Nov 9, 2010

Index Remained Fragmented EVEN AFTER Index Rebuild Job

I had an interesting thing to find out this week. An Organization had an issue: Their queries are running extremely slow. They did some research on this. They found that even simple queries which uses index seek too are extremely slow. They copied the data into another database and created the indexes and executed again. They were quite fast. There were no other processes running when this test was carried out.

Through another friend of mine they got my contacts and they called me. I got the execution plans from both databases and they were identical. Then with the help from them, I ran a query using sys.dm_db_index_physical_stats against this index and found that it is fragmented. They rebuilt the index and the query started working well again.

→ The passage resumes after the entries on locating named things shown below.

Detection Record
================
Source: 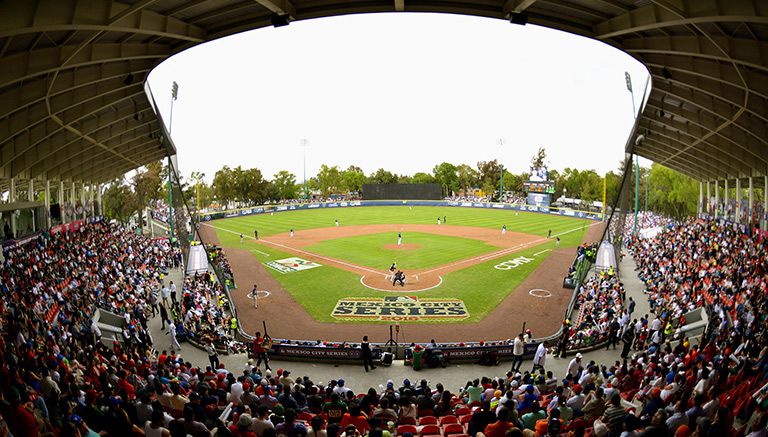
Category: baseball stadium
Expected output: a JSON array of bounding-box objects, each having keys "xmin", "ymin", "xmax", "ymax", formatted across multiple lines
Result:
[{"xmin": 0, "ymin": 0, "xmax": 768, "ymax": 437}]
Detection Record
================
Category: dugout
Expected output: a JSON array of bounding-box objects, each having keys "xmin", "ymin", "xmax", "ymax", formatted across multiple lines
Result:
[{"xmin": 362, "ymin": 184, "xmax": 443, "ymax": 200}]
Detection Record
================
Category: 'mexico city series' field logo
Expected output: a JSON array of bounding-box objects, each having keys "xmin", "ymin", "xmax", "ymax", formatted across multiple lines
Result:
[
  {"xmin": 331, "ymin": 296, "xmax": 469, "ymax": 322},
  {"xmin": 264, "ymin": 257, "xmax": 320, "ymax": 273}
]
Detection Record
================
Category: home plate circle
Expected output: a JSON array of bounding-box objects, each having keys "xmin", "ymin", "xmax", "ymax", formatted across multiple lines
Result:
[{"xmin": 528, "ymin": 288, "xmax": 552, "ymax": 298}]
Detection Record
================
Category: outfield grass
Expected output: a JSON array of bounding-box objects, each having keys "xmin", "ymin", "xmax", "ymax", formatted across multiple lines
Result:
[
  {"xmin": 212, "ymin": 205, "xmax": 593, "ymax": 245},
  {"xmin": 303, "ymin": 232, "xmax": 498, "ymax": 270},
  {"xmin": 222, "ymin": 243, "xmax": 552, "ymax": 324},
  {"xmin": 210, "ymin": 206, "xmax": 593, "ymax": 323}
]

Using the same DMV against other tables, I found out that the indexes are fragmented. They sent me the figures they received using dm_db_index_physical_stats Fragmented means some are 80% - 95% fragmented. To be honest with you, I even saw a few indexes showing 100% fragmentation which I have never seen before. I asked them to rebuild the indexes. Later I explained them how these house keeping jobs could be automated.

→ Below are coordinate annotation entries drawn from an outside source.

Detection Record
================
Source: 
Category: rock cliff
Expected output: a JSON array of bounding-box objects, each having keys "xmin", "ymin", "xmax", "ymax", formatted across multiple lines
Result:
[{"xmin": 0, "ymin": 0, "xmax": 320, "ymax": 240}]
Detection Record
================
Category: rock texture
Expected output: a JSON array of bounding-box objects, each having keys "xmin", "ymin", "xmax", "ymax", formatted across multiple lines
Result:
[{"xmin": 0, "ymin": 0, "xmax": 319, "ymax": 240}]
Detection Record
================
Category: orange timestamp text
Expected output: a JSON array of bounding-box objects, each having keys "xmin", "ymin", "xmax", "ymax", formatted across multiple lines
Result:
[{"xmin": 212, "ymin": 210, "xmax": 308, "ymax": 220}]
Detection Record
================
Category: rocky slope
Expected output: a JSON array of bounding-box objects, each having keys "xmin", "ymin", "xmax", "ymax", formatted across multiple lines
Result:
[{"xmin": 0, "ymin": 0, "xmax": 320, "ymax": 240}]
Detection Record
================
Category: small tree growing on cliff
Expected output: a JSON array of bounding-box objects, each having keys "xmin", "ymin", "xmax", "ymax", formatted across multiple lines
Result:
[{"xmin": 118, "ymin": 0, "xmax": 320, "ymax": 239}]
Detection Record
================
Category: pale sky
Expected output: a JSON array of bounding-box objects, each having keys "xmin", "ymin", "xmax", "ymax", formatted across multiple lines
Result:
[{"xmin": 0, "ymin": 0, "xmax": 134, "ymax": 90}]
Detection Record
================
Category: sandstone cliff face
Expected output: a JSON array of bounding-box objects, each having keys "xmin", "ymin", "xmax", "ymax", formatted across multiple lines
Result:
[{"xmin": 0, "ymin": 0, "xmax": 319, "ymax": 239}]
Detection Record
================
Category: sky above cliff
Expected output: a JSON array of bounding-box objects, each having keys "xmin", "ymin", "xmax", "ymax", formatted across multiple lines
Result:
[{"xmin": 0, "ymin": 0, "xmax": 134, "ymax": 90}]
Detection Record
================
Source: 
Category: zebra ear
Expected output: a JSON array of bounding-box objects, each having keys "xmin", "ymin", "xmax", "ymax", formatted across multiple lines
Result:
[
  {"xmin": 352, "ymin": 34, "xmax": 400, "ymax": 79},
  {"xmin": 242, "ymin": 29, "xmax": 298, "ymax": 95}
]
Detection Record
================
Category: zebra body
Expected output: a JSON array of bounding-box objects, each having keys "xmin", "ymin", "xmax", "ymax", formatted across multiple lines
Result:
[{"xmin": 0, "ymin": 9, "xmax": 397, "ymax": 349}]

After a couple of weeks, they called me again. The indexes are fragmented again. I asked them whether they have added the index maintenance job. They answered back saying they have an index maintenance task as part of the database maintenance job and even made it as the first task of the job, [which runs on Sunday nights] but that has not resolved the issue.


First of all I asked them whether there is any other huge process like ETL job running afterwards. They politly said, that the index maintenance task is just part of the database maintenance task and they don’t do any other tasks in the nights. They do other things, like backing up database and executing few DBCC commands as part of the database maintenance jobs

I was clueless. I just tried another blind shot. I asked another question to run the physical stats on Monday morning to see the results. When they came back with the results, it showed like the rebuild index didn’t make any improvement.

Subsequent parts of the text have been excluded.